L’Expansion : Que peut faire un ministre pour développer le goût du risque et de l’innovation ?

Claude Allègre : Nous allons par exemple mettre sur pied un système de capital-risque pour les doctorants qui veulent exploiter industriellement leur sujet de thèse. Axa nous a contactés pour l’accompagner d’une assurance en cas d’échec. Les Français aiment la sécurité : nous sommes les descendants de ceux qui n’ont pas traversé l’Atlantique ! Nous allons aussi créer quelques zones franches péri universitaires, à Grenoble et vraisemblablement autour de Saclay-Orsay, où l’on ne paiera pas les droits de dépôts de brevet. Enfin, nous discutons avec des groupes français et étrangers pour qu’ils installent des laboratoires innovants et qu’ils participent à des « aventures innovantes » avec de petites entreprises de technologie en France. J’ai chargé Jacques Attali, et autour de lui, Francis Mer, le patron d’Usinor, Georges Charpak et quelques autres, de réfléchir aux moyens d’introduire l’esprit d’innovation dans les formations des élites.

L’Expansion : Vous allez recruter 40 000 jeunes dans le cadre du plan pour l’emploi. Qu’allez-vous leur donner à faire ?

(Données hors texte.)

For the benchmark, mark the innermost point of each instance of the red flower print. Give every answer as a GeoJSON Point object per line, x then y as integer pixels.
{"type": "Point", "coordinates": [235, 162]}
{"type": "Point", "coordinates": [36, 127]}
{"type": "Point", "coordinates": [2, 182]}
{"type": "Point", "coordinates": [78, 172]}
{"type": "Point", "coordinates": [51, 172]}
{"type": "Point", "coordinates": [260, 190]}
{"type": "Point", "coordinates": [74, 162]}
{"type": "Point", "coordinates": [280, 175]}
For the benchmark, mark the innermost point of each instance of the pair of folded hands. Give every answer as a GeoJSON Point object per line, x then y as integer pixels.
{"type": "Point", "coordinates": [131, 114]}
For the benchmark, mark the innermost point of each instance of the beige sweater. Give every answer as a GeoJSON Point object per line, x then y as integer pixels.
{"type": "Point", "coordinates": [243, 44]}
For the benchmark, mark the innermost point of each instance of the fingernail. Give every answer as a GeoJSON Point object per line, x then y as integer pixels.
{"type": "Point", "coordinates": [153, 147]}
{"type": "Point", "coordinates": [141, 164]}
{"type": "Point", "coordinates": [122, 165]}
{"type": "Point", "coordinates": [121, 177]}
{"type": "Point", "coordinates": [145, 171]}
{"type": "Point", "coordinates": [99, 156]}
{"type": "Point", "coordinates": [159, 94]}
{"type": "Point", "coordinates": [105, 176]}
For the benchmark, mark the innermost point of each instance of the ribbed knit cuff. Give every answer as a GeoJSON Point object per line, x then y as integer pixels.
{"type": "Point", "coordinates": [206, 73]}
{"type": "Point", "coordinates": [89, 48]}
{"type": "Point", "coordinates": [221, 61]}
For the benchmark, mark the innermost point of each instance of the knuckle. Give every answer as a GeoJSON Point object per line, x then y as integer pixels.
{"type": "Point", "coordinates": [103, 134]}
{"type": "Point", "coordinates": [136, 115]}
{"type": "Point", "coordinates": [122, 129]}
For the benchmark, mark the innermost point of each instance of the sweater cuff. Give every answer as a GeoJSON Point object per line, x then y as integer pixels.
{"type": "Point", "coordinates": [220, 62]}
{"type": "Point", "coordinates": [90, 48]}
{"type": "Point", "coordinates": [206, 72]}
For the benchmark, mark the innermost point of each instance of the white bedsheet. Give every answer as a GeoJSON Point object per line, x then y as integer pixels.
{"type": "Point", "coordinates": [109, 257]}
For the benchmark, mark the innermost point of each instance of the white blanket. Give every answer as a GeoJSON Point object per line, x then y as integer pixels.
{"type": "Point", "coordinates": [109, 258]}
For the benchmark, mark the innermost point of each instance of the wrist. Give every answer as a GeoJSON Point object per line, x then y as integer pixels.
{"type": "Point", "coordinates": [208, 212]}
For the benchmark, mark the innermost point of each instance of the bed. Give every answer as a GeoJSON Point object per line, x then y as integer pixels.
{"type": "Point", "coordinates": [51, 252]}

Claude Allègre : Je n’ai pas de problème à ce sujet. Opérationnellement parlant, je pourrais recruter sans difficulté jusqu’à 135 000 jeunes – et pas pour fabriquer des petits boulots –. Dans un premier temps, je ne recrute que des jeunes qui ont le bac. Il est normal que le ministère de l’éducation nationale ait comme priorité de donner des emplois aux diplômés. En outre, je veux éviter des collisions avec nos 64 000 contrats emploi-solidarité. Ces jeunes vont nous permettre de modifier les rythmes scolaires dans le primaire. Mais avec les enseignants. Sur ce point, je ne partage pas la conception de Guy Drut – le matin on travaille, l’après-midi on s’amuse. Je veux que toute la journée on s’occupe d’éducation – et, grâce à ces emplois-jeunes, sans intervention extérieure –. Les aides-éducateurs seront intégrés à l’équipe éducative ; ils apporteront leur concours pour les activités physiques, l’initiation aux nouvelles technologies ou à la musique, les devoirs à l’étude… Ségolène Royal proposera aussi, dans quelques mois, un programme dont l’objectif sera d’accueillir tous les enfants en maternelle à deux ans. Nous travaillons aussi, avec Jean-Pierre Chevènement, sur l’emploi des jeunes pour la prévention de la violence dans les collèges et les lycées.

L’Expansion : Ces jeunes sont-ils destinés à rester dans l’éducation nationale ?

Claude Allègre : Mathématiquement, on pourrait en absorber la plupart, parce qu’on va avoir un besoin d’enseignants considérable, à cause des départs en retraite. Mais je ne le souhaite pas. Peut-être que certains se dirigeront vers l’enseignement. Certains deviendront animateurs culturels, d’autres iront dans des associations, ou vers d’autres métiers, etc. Mais ces gens seront formés. Dans cinq ans, tous auront un travail stable, c’est là notre grand défi.

L’Expansion : D’une façon générale, comptez-vous plus sur le changement des textes ou sur le changement des esprits ?

Claude Allègre : Mon ministère, comme dirait le général de Gaulle, c’est le ministère de la parole. Serons-nous capables de mobiliser ? Avec Ségolène Royal, nous allons commencer par faire la tournée des académies. Pour voir comment les emplois-jeunes se mettent en place, etc. Le grand problème, c’est de mettre cette belle et lourde machine en marche, rapidement et en souplesse.